BlaBlacar va vendre des billets de train (et faire concurrence à SNCF Connect)

Du nouveau dans le marché de la vente de billets de train en France. La célèbre plateforme de covoiturage BlaBlaCar devrait attaquer le marché en 2025 ou en 2026, peut-on lire dans Le Figaro.
L'entreprise française s'est d'ailleurs lancé en Espagne il y a quelques jours, rejoignant d'ailleurs Uber qui propose également des billets de train depuis juin dernier.
"Nous nous lancerons en France, soit en 2025 soit en 2026, où nous vendrons aussi des billets de TGV. La date dépendra de ce que nous aurons appris en Espagne", explique à nos confrères Nicolas Brusson, cofondateur de BlaBlaCar. Selon nos informations, le top départ se fera au mieux fin 2025.
Ce n'est pas vraiment une surprise. L'entreprise avait annoncé son intention de se lancer sur ce marché en 2019 lorsqu'elle avait repris OuiBus à la SNCF.
La plateforme fixe déjà un objectif: "vendre quelques millions de billets de train dans trois à cinq ans ne me semble pas impossible. Si nous n’avons pas un bon tiers de nos clients en France et en Espagne qui réservent des billets de train par notre intermédiaire à l’horizon 2030, nous aurons loupé quelque chose", indique le dirigeant.
85% du marché pour SNCF Connect
Reste que se faire une place dans le marché français de la vente de billets de train et générer de la rentabilité est un double défi que certains estiment quasiment impossibles à atteindre.
Aujourd'hui, SNCF Connect, filiale de la compagnie ferroviaire, contrôle 85% de ce marché selon les estimations, avec 209 millions de titres de transport vendus par an. Elle est utilisée comme un réflexe par les consommateurs.
Pourtant, la concurrence dans ce secteur existe bel et bien, mais les acteurs présents depuis 2009 ont bien du mal à se faire une place, malgré le fait que Connect ne donne pas accès à toute l'offre. L'appli ne propose pas les billets de Trenitalia ou de Renfe, présents sur le réseau français depuis plusieurs années, contrairement à Trainline, Kombo, Omio et d'autres petits acteurs.
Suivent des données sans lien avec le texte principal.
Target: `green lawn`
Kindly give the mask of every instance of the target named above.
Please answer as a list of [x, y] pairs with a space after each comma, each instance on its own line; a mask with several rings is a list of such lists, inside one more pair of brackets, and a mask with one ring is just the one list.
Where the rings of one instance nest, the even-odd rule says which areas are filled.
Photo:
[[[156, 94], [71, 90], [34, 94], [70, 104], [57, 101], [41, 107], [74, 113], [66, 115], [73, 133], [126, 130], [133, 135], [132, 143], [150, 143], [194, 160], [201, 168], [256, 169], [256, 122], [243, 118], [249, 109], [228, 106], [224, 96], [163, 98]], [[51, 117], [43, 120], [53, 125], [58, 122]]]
Mais ces derniers jugent que les règles du jeu sont inéquitables. Principal grief: les commissions versées par SNCF Voyageurs sur la vente de chaque billet qui sont jugées trop faibles. Elles sont actuellement de 2,9% sur chaque billet vendu.
"Les revenus ne couvrent pas les frais", expliquait il y a peu Christopher Michau, directeur général de Trainline France. Alors que Trainline est, de loin, le plus gros concurrent de SNCF Connect, le constat est sans appel: "nous ne sommes pas rentables en France. Aujourd'hui, se lancer qu'en France, c'est économiquement impossible".
"On ne peut pas avoir de rentabilité sur ce marché avec les conditions actuelles et futures. D'ailleurs, aucun des acteurs présents n'a dégagé une profitabilité, l'espace économique est trop restreint", confirment les auteurs d'une étude Compass Lexecon sur la question.
D'autant plus que le taux de commission peut varier selon le type de train: c'est ainsi 1% pour les billets low cost Ouigo. Pour ces acteurs, vendre ces billets, cela veut dire vendre à perte. Pire, le niveau de commission va baisser dans les prochaines années: 2,8% en 2025 pour tomber à 2,7% ensuite.
Le service plus que les prix
Pour BlaBlaCar, la solution est à trouver du côté de l'international. L'entreprise vise également les marchés allemands, italiens, suisses et belges. Selon nos informations, en Italie, Trenitalia (l'équivalent de la SNCF) propose 10% de commission aux vendeurs en ligne. En Espagne, elles sont comprises entre 2 et 4%.
C'est d'ailleurs la stratégie appliquée par Trainline: sa présence dans de nombreux pays lui permet de lisser ses pertes en France et d'être rentable au global.
Autre axe de développement, les synergies. BlaBlaCar entend accompagner ses utilisateurs de co-voiturage qui ont besoin de poursuivre leurs trajets en train. Le service plutôt que le prix puisqu'il est impossible de vendre moins cher que les tarifs proposés par SNCF Voyageurs. Mais on peut imaginer des réductions en cas d'achats couplés comme Uber en Espagne.
L'accès aux offres concurrentes de la SNCF, offres qui devraient être plus nombreuses dans les prochaines années, pourrait également être un argument face à SNCF Connect.
De quoi se faire une place, mais au détriment des autres acteurs du marché français qui ont déjà bien du mal à exister et qui demandent d'ailleurs une nouvelle régulation.
"Le cadre est imparfait", admet Jordan Cartier, secrétaire général de l'ART, le régulateur des transports. "On peut se retrouver dans une situation où ces acteurs ont du mal à émerger, il faut donc réfléchir à des actions ou obligations particulières pour la SNCF".